Sebbene l’accordo sulla Brexit sia in vigore solo da poco tempo, ha già avuto un impatto sul settore finanziario: “Per decenni Londra è stata considerata il centro del trading azionario transnazionale, ma con Brexit e la fine del periodo di transizione, sembra non essere più così”, afferma Volker Schmidt, Senior Portfolio Manager di Ethenea Independent Investors.
Aquis Exchange, la seconda piattaforma di trading per le azioni europee nel Regno Unito, ha dichiarato che all’inizio di gennaio il 99,6% delle negoziazioni è stato effettuato attraverso la piattaforma gemella di Parigi.
Lo stesso è da Cboe Global Markets, Inc. (precedentemente Chicago Board Options Exchange): circa il 90% delle operazioni di trading azionario dell’Unione Europea è stato eseguito ad Amsterdam, aggiunge Schmidt, quando nel 2020 quasi l’intero volume era stato gestito da Londra.
“Nel complesso, soltanto nel primo giorno di trading dell’anno, circa 6 miliardi di euro sono stati spostati da Londra all’Europa continentale”, spiega Schmidt. “In questo modo, non solo il Ministero delle Finanze britannico di conseguenza perde il relativo gettito fiscale, ma è ragionevole supporre che in futuro le società preferiranno quotare le loro attività nel mercato comunitario per beneficiare di condizioni di trading più fluide e senza intoppi. Questo dimostra chiaramente che Londra ha già perso il suo status di centro finanziario europeo e questo processo probabilmente sarà irreversibile”.
Brexit, l’impatto sulle catene di approvvigionamento
Uno dei punti chiave dell’accordo Brexit riguarda l’assenza di dazi nel commercio bilaterale tra Regno Unito e Unione Europea. Tuttavia, poche settimane dopo, i problemi stanno diventando sempre più evidenti. “Da un lato, i piccoli commercianti al dettaglio e le aziende di trasporto si stanno lamentando della crescente burocrazia e dell’aumento di carte che questo comporta”, afferma l’esperto di Ethenea
“Ci sono code alla frontiera, camion che vengono respinti e catene di approvvigionamento che stanno collassando. Molte società di trasporto hanno provvisoriamente sospeso le consegne. Ma anche le grandi aziende sembrano essere state colte alla sprovvista dalle incertezze e sembrano non essere adeguatamente preparate. Affinché le merci possano beneficiare del trattamento duty-free, è necessario dimostrarne la provenienza dall’Unione Europea o dal Regno Unito”, spiega Schmidt. “Tuttavia, se le merci vengono importate nel Regno Unito e successivamente esportate nell’Unione Europea – con poca o nessuna ulteriore lavorazione – si applicherebbero i dazi doganali. Marks & Spencer, ad esempio, ha il suo marchio di dolciumi “Percy Pig” prodotto da Katjes in Germania, li importa nel Regno Unito e da lì li distribuisce anche in Irlanda: d’ora in poi dovranno pagare i dazi doganali.

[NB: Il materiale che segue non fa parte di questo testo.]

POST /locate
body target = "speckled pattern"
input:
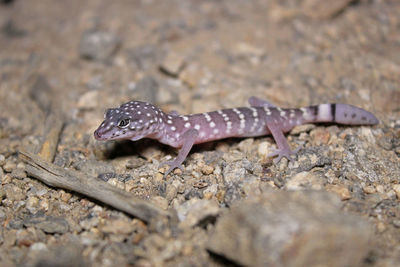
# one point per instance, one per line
(136, 120)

Per questo motivo, in futuro, le aziende si troveranno di fronte alla scelta di pagare gli oneri doganali o di riorganizzare le loro catene di approvvigionamento, in modo che i magazzini possano essere riforniti senza dover coinvolgere le strutture britanniche. Quest’ultima sarà una sfida enorme soprattutto per le piccole e medie imprese”.
Diritti di voto revocati agli investitori
“L’11 marzo 2019, le compagnie aeree Ryanair e Wizzair hanno annunciato che in caso di Brexit avrebbero revocato i diritti di voto ai loro azionisti britannici e all’inizio di quest’anno hanno effettivamente implementato la revoca,” afferma Schmidt. “Alla base di questa decisione c’è il regolamento secondo il quale i voli all’interno dell’UE possono essere operati solo da compagnie possedute per la maggioranza da azionisti dell’Unione Europea o almeno sotto il loro controllo.
Nel peggiore dei casi il risultato sarebbe stato lo stop dei voli. Nonostante Ryanair abbia sede in Irlanda, un gran numero dei suoi azionisti, principalmente investitori istituzionali e fondi, provengono dalla Gran Bretagna. Lo stesso discorso vale per Wizzair che ha sede in Ungheria” chiariscono da Ethenea.
“Questi sono solo i primi effetti e ce ne saranno molti altri, alcuni dei quali del tutto inaspettati”, conclude Schmidt. “Riteniamo quindi opportuno essere flessibili e diversificati in tutti i settori, per essere pronti in caso di eventuali futuri sviluppi”.